A broad tree-lined road just to the south of the Farmers’ general tax wall, it was opened by a royal decree in 1833, and named after an early 18th century peer of the realm who had a rare reputation for honesty in his post as Prévôt des marchands de Paris (Paris’ Prefect for Commerce, the equivalent of today’s Mayor of Paris).
Its most remarkable building is a huge, historic secondary school, the Collège-lycée Jacques-Decour, where Lucie Aubrac was nominated to teach in 1946.
The school was originally founded in the 15th century as the Sainte-Barbe college of Paris University. Its current building was moved there by Haussmann and constructed between 1867 and 1876 on the site of the old Montmartre abattoir.

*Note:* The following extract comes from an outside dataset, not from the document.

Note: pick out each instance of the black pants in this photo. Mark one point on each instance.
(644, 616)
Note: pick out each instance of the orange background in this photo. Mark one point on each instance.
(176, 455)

The name was changed in 1944 from Rollin (the name of an 18th century historian) to Jacques Decour, the resistance pseudonym of Daniel Decourdemanche (1910-1942), who had taught German at the Lycée since 1937.
Decourdemanche had joined the Young Communists and then Communist Party. His first book called Philisterburg after teaching in 1932-33 in Germany denounced the risks of nationalism and racism.
He was 32 when he was shot in May 1942 after the French police who arrested him passed him over to the Germans for his role in the Association of Revolutionary Artists and Writers that had been headed by Louis Aragon.
Every year his goodbye letter to his parents is read in the school where his parting words were:
I consider myself a little like a leaf that falls from a tree to help become soil. The quality of the soil depends on that of the leaves. I am talking about French young people.